За столом сидела среди членов моей семьи и новая гувернантка. Но я мало обратила внимания на нее. Ах, мы обе так устали, и я и моя новая взрослая подруга Ганя. Иначе, как подругой и сверстницей, я положительно не могла ее считать. Разгоряченные, красные со свежими, довольными лицами мы с завиднейшим аппетитом убирали за ужином к немалому удовольствию бабушки холодных цыплят, колбасы домашнего производства и желтый румяный варенец.
— Наши-то девочки, как будто и совсем познакомились в добрый час сказать, — пробасила Анна Афанасьевна, умильно поглядывая своими маленькими заплывшими глазками то на меня, то на Ганю.

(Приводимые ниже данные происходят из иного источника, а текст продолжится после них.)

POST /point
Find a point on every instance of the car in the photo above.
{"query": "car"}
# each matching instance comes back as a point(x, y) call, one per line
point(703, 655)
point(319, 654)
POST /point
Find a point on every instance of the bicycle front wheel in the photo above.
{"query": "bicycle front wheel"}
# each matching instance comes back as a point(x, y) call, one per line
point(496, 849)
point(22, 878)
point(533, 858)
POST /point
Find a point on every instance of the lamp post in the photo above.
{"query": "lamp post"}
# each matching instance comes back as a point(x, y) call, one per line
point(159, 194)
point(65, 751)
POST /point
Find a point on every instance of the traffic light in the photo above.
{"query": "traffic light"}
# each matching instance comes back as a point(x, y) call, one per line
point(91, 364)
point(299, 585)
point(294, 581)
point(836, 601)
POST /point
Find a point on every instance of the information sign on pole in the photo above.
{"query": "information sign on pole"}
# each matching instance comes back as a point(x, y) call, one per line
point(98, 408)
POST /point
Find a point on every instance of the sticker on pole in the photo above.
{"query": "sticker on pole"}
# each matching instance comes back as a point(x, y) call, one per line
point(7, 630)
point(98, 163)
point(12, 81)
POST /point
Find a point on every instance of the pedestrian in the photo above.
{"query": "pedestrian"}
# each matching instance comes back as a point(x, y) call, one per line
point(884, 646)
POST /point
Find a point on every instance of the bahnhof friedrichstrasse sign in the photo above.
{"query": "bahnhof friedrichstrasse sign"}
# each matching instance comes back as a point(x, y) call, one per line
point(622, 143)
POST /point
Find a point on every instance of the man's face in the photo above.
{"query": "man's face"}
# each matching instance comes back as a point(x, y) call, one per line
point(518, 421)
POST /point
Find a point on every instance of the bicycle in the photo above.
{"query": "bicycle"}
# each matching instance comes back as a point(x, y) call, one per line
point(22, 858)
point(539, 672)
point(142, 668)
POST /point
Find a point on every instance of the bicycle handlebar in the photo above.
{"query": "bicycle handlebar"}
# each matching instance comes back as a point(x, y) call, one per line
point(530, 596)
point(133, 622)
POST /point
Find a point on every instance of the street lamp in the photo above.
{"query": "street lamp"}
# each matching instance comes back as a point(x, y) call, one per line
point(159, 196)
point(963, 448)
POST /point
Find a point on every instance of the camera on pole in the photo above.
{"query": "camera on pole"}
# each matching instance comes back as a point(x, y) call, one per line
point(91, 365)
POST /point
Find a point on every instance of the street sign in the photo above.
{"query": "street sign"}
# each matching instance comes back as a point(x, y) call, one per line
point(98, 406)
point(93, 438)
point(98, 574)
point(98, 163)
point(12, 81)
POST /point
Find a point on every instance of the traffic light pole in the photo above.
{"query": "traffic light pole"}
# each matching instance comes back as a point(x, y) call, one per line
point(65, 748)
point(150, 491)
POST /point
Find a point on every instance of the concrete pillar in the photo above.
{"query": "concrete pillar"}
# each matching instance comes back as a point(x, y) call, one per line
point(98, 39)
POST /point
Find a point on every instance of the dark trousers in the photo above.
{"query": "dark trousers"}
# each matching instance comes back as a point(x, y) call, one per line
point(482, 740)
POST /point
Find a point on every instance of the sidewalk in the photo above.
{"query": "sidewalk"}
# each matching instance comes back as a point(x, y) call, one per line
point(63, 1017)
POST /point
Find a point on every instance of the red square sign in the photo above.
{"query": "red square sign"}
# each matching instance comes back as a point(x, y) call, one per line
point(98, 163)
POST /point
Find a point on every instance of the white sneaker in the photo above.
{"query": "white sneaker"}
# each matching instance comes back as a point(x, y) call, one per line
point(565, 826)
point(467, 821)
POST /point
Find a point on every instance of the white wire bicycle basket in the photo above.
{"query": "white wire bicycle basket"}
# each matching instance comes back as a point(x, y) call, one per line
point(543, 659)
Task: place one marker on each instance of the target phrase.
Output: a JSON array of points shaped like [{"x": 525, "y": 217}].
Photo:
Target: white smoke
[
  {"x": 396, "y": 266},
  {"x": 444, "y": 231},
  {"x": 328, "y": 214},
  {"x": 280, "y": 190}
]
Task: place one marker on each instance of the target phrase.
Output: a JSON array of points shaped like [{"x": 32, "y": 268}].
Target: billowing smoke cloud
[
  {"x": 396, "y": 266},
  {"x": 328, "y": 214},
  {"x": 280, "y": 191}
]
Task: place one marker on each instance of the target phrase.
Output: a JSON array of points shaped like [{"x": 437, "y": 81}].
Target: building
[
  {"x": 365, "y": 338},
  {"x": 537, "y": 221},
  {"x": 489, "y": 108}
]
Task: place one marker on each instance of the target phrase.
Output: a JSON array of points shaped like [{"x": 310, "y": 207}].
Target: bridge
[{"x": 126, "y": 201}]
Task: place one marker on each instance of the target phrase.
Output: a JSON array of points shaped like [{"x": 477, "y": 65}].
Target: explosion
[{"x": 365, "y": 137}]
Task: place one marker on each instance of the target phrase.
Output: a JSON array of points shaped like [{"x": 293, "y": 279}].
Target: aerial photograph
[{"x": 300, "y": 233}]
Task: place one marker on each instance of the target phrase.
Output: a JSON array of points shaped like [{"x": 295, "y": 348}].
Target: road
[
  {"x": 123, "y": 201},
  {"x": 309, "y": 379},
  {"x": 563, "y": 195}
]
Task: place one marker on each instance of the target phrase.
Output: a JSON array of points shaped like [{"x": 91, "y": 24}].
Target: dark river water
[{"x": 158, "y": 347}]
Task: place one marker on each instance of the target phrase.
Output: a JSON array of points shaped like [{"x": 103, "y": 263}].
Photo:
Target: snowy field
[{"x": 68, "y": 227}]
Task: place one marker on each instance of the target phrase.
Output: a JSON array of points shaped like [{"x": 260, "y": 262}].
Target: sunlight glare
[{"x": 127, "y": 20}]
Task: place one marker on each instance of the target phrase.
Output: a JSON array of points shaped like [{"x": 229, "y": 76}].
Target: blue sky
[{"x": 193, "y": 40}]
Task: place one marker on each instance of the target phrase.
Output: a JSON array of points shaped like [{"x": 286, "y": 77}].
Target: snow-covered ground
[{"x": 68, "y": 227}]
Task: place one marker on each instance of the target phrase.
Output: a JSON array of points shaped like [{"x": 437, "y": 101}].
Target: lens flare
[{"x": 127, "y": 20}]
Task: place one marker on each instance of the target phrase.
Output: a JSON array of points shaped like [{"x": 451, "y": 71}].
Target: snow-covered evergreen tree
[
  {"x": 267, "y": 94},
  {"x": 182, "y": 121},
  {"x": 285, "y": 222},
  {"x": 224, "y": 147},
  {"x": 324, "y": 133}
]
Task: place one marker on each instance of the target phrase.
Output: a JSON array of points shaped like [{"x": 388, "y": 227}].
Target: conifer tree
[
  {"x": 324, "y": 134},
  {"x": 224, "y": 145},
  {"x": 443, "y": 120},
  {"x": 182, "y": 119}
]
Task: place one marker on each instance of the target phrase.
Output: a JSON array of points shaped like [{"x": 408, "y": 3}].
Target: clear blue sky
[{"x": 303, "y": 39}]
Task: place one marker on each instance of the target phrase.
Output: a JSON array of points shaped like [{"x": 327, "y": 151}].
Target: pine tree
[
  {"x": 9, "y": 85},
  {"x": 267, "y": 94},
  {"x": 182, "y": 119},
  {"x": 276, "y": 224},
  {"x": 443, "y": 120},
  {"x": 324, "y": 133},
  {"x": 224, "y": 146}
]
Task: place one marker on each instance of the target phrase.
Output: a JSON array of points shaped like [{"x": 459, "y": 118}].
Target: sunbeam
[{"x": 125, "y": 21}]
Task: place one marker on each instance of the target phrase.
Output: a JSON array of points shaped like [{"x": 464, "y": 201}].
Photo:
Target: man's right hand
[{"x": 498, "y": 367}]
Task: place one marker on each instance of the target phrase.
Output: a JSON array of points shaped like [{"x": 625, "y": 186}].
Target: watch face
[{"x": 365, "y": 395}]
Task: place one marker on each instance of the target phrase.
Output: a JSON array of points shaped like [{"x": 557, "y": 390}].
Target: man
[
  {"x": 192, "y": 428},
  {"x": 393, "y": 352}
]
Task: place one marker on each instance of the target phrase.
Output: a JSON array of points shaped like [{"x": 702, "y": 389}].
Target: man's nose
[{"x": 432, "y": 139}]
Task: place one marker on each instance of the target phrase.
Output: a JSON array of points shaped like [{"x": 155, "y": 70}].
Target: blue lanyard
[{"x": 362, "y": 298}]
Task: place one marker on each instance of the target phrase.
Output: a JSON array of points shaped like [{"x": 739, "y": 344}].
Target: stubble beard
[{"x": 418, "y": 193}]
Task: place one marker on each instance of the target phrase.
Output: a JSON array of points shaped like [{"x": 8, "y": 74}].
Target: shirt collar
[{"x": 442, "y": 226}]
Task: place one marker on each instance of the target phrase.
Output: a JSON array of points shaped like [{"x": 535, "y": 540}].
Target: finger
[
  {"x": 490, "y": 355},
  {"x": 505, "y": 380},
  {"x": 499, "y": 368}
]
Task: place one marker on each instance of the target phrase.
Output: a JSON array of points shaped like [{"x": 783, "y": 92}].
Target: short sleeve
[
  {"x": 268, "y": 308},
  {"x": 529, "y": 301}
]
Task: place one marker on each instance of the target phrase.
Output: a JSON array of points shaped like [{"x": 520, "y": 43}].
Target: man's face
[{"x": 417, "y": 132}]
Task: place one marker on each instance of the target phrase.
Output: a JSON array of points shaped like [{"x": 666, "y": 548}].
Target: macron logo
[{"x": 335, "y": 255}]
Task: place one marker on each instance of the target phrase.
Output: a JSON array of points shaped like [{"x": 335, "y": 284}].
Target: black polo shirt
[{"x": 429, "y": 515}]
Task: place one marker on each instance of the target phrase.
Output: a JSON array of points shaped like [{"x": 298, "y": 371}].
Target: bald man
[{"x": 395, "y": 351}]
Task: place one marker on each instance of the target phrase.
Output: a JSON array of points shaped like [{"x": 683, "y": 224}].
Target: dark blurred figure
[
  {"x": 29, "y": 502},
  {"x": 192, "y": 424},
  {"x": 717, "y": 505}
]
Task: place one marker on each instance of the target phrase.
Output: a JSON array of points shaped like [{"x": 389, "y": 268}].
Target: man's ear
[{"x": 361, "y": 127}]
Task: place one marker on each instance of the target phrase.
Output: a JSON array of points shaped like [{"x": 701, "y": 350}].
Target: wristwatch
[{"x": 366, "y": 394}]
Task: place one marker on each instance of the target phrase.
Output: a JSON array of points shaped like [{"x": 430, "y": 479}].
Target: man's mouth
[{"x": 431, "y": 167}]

— Потому что я люблю Ганю, — неожиданно ни к селу ни к городу выпаливаю я, добросовестно обгладывая лапку цыпленка.
— Вот и славно, вот и расчудесно, моя цыпочка, — неизвестно почему обрадовалась гувернантка и снова раскатилась на всю комнату своим хохочущим басом.
Бабушка, папа и тетя Муся, присутствовавшие за столом, улыбались также.
— Досадно только, что завтра придется уезжать! — звучит в моих ушах минутой позднее снова грубый бас гувернантки.
— Как завтра? Ганя уедет завтра? Уже завтра? Не может быть! Не может быть! — лепечу я с искренним отчаянием. И сразу теряю аппетит.
Мои родные переглядываются с улыбками:
— Что делать! Так надо… Надо жить не так как хочется, а как Бог велит, милая Люсенька, — говорит бабушка. Ганя низко наклоняет голову над тарелкой. Мне кажется обидным, что она так легко может покинуть меня. Без тени сожаленья как будто, а между тем как хорошо нам было с нею вдвоем.
Обиженная ухожу в детскую после ужина. Горничная Ольга раздевает меня.
— Позови Ганю… — шепчу я ей тихо уже лежа в своей мягкой, уютной кроватке.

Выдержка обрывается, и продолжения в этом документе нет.